Hadi ama! Taehyung'u tanımasam şimdiye kadar hep minyon kızlara düştüğünü falan sanacaktım. Tanışmak istediği şu kızıl afet ile bizim minik şeytanı yan yana koysak arada uçurum olduğunu görmemek imkansız olurdu.

"Güzellik anlayışın nasıl oldu da bir anda değişti?" diye sordum ve aynı anda bir yudum viskinin boğazımı yakmasına izin verdim.

"Bilemiyorum. Belki de hırçın hali beni etkiledi. Üzerindeki hırkayı almak istediğimde "üzerimden bakışlarını alman yeterli," diye yanıt verdi ve kabul etmek gerekirse bu oldukça havalıydı."

Histerik bir şekilde gülümserken elimdeki kadehi masaya bıraktım ve omzunun üzerinden bakışlarımı Taehyung'a odakladım.

"O kızı aklından çıkar çünkü benimle ilgileniyor."

"Ne demek bu?"

"Benim ona aşık olacağımı hatta onunla evleneceğimi düşünerek Seoul'e geldi," dedim ve kafamı hafif yana yatırarak boşluğa odaklandım.
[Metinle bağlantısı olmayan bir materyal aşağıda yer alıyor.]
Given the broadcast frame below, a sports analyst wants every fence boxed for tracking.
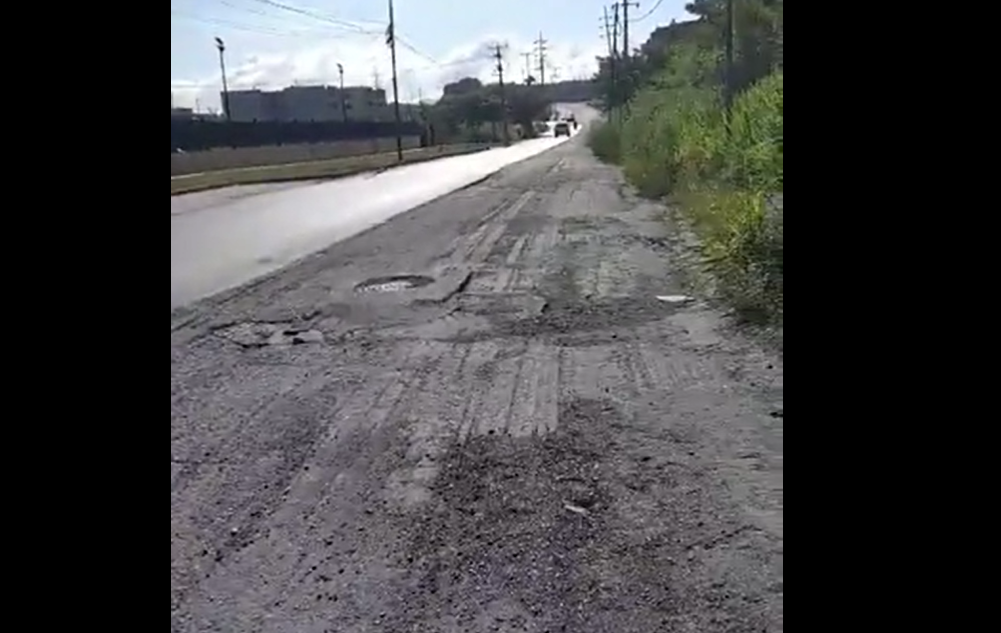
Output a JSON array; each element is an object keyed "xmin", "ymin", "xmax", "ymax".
[{"xmin": 170, "ymin": 119, "xmax": 424, "ymax": 153}]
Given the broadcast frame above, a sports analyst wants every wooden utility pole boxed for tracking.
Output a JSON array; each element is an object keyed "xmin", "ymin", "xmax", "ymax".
[
  {"xmin": 385, "ymin": 0, "xmax": 403, "ymax": 162},
  {"xmin": 536, "ymin": 31, "xmax": 549, "ymax": 86},
  {"xmin": 723, "ymin": 0, "xmax": 736, "ymax": 115},
  {"xmin": 493, "ymin": 44, "xmax": 511, "ymax": 146},
  {"xmin": 623, "ymin": 0, "xmax": 640, "ymax": 60}
]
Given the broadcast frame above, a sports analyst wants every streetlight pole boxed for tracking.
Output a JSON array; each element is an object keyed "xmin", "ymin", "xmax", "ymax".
[
  {"xmin": 215, "ymin": 37, "xmax": 233, "ymax": 123},
  {"xmin": 337, "ymin": 63, "xmax": 347, "ymax": 123},
  {"xmin": 386, "ymin": 0, "xmax": 403, "ymax": 162}
]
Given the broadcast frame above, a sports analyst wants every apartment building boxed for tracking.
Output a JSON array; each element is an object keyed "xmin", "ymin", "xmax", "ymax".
[{"xmin": 229, "ymin": 86, "xmax": 402, "ymax": 122}]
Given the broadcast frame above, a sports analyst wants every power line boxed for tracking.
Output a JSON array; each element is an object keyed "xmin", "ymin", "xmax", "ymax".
[
  {"xmin": 493, "ymin": 44, "xmax": 511, "ymax": 146},
  {"xmin": 622, "ymin": 0, "xmax": 640, "ymax": 60},
  {"xmin": 633, "ymin": 0, "xmax": 664, "ymax": 24},
  {"xmin": 535, "ymin": 31, "xmax": 549, "ymax": 86},
  {"xmin": 246, "ymin": 0, "xmax": 379, "ymax": 35}
]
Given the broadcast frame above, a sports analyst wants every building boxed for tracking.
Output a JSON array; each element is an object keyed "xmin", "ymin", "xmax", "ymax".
[{"xmin": 229, "ymin": 86, "xmax": 406, "ymax": 122}]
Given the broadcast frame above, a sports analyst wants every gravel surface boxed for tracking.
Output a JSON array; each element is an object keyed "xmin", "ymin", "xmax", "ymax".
[{"xmin": 170, "ymin": 131, "xmax": 784, "ymax": 633}]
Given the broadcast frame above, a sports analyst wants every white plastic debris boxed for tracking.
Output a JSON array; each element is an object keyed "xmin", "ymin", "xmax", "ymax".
[{"xmin": 657, "ymin": 294, "xmax": 695, "ymax": 303}]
Bakışlarım kısılırken "ama ona aramızda bir şey olmayacağını ve boşuna heveslenmemesini söyledim," diyerek derin bir nefes aldım. "Bu söylediklerim onu daha da hırçınlaştırmış olmalı."

"Bu kızın daha dün size geldiğini söylemedin mi?" diye soran Taehyung'u onayladım. "Bu süreçte seninle ilgili hayallerini paylaştı ve sen ona aranızda bir şey olmayacağını söyledin öyle mi?"
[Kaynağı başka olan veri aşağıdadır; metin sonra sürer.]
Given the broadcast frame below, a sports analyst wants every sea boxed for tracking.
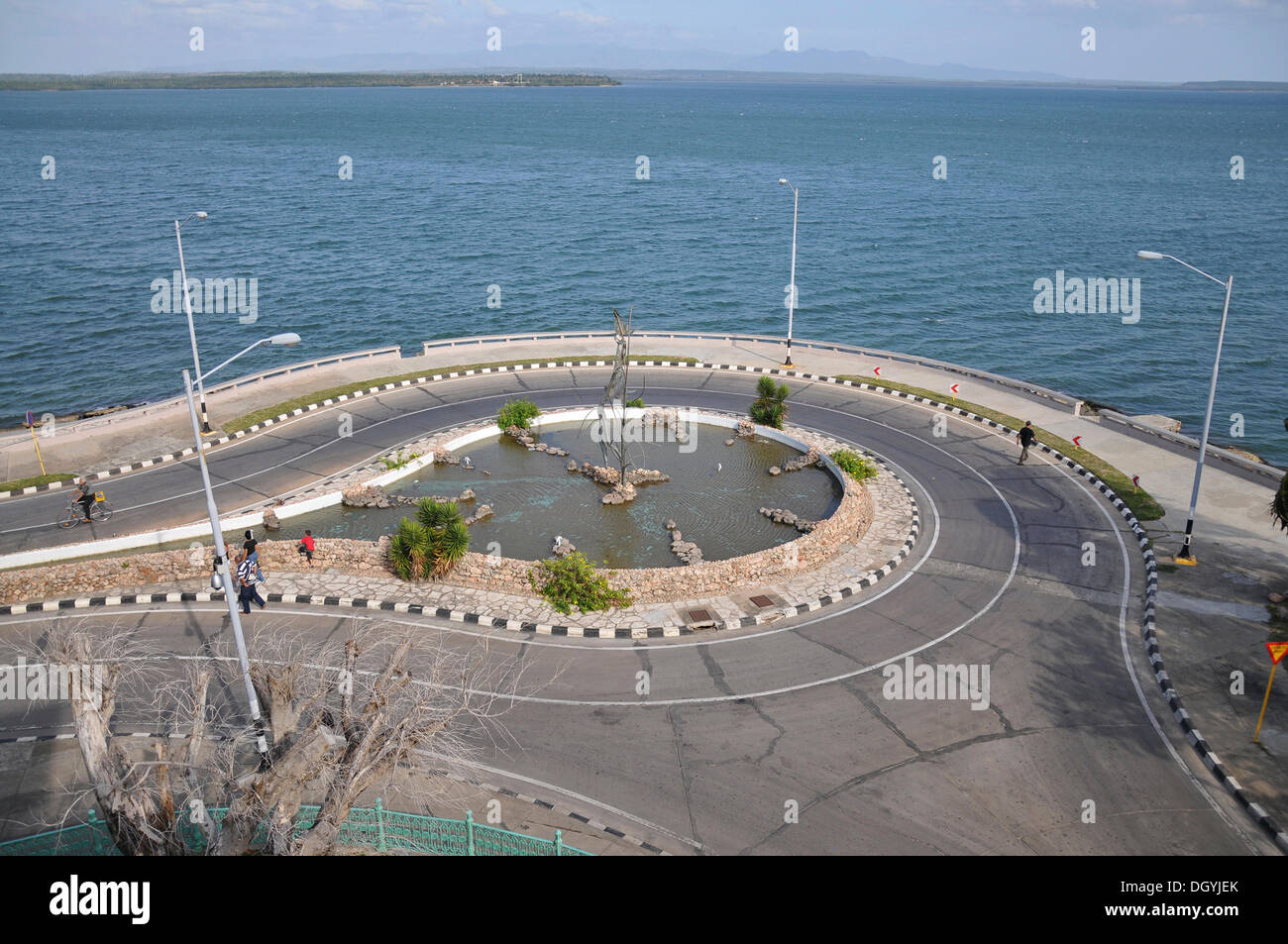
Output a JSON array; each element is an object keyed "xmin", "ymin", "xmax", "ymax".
[{"xmin": 0, "ymin": 82, "xmax": 1288, "ymax": 465}]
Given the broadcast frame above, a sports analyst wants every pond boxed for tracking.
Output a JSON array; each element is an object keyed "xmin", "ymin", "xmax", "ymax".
[{"xmin": 283, "ymin": 422, "xmax": 842, "ymax": 568}]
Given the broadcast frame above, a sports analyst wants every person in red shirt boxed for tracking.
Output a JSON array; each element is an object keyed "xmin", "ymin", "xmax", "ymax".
[{"xmin": 299, "ymin": 531, "xmax": 317, "ymax": 567}]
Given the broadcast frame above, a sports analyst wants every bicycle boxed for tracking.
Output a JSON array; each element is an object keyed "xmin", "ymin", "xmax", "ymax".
[{"xmin": 58, "ymin": 492, "xmax": 112, "ymax": 528}]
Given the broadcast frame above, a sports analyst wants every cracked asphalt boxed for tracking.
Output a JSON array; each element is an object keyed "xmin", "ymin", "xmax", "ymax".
[{"xmin": 0, "ymin": 368, "xmax": 1274, "ymax": 855}]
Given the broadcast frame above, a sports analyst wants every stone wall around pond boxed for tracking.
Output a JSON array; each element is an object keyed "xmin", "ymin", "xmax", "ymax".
[{"xmin": 0, "ymin": 409, "xmax": 911, "ymax": 602}]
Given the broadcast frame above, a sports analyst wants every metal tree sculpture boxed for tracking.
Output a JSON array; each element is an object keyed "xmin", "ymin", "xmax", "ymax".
[{"xmin": 599, "ymin": 308, "xmax": 634, "ymax": 484}]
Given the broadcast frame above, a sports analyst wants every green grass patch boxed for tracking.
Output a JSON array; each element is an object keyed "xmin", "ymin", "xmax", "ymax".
[
  {"xmin": 223, "ymin": 355, "xmax": 698, "ymax": 433},
  {"xmin": 0, "ymin": 472, "xmax": 76, "ymax": 492},
  {"xmin": 837, "ymin": 373, "xmax": 1164, "ymax": 522}
]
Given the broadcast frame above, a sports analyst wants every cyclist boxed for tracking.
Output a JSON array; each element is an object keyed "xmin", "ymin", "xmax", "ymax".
[{"xmin": 72, "ymin": 477, "xmax": 98, "ymax": 522}]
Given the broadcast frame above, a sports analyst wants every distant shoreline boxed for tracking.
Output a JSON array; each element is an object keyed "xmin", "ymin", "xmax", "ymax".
[
  {"xmin": 0, "ymin": 71, "xmax": 621, "ymax": 91},
  {"xmin": 0, "ymin": 69, "xmax": 1288, "ymax": 93}
]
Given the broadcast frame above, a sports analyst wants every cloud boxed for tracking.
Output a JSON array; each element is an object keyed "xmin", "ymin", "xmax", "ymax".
[{"xmin": 559, "ymin": 10, "xmax": 612, "ymax": 26}]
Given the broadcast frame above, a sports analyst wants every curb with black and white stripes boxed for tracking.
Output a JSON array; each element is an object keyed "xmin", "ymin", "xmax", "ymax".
[
  {"xmin": 0, "ymin": 361, "xmax": 1288, "ymax": 853},
  {"xmin": 0, "ymin": 460, "xmax": 921, "ymax": 639},
  {"xmin": 0, "ymin": 361, "xmax": 693, "ymax": 498}
]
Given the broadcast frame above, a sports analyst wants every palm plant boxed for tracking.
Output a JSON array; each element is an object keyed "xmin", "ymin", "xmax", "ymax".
[
  {"xmin": 389, "ymin": 518, "xmax": 434, "ymax": 580},
  {"xmin": 747, "ymin": 373, "xmax": 791, "ymax": 429},
  {"xmin": 389, "ymin": 498, "xmax": 471, "ymax": 580}
]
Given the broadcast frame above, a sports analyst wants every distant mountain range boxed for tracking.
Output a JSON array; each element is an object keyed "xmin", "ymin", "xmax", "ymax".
[
  {"xmin": 125, "ymin": 46, "xmax": 1077, "ymax": 82},
  {"xmin": 22, "ymin": 46, "xmax": 1288, "ymax": 91}
]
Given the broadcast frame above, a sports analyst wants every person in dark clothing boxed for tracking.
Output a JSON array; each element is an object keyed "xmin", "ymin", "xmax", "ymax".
[
  {"xmin": 237, "ymin": 559, "xmax": 266, "ymax": 613},
  {"xmin": 72, "ymin": 479, "xmax": 97, "ymax": 522},
  {"xmin": 1015, "ymin": 420, "xmax": 1038, "ymax": 465},
  {"xmin": 299, "ymin": 531, "xmax": 317, "ymax": 567}
]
Taehyung'un alaylı gülümseyişi tavrımı netleştirmeme sebep oldu.

"Bizimkiler aralarında konuşurken duydum. Jieun ile aynı evde kaldığımız süre boyunca birbirimize yakınlaşacağımızı ve hayatlarımızı birlestireceğimizi düşünüyorlar," dedim.

"Sizinkilerin arasında konuştukları meseleden Jieun'un haberi bile olduğunu sanmıyorum."

Dudaklarımdan kaçan kesik gülüş eşliğinde Taehyung'a baktım. "Nasıl bu kadar emin olabiliyorsun?" diye sordum.

"Kızın sana bakışlarını gördüm. Öfkeden başka bir duyguya rastlamadım."

Bir süre Taehyung'un haklı olabileceğini düşündüm. Ona boşuna umutlanmamasını falan söylemiştim ve hiçbir şeyden haberi yoksa tescilli bir ruh hastası gibi göründüğüm kesindi.

"Pembe saçlı kıza bir işim çıktığını falan söylersin. Keyfim kaçtı benim."

"Sanırım geldiklerinde bunu söyleyecek birini bulamayacaklar çünkü benim de keyfim kaçtı," diyen Taehyung da benimle birlikte mekandan ayrılmak için adımladı.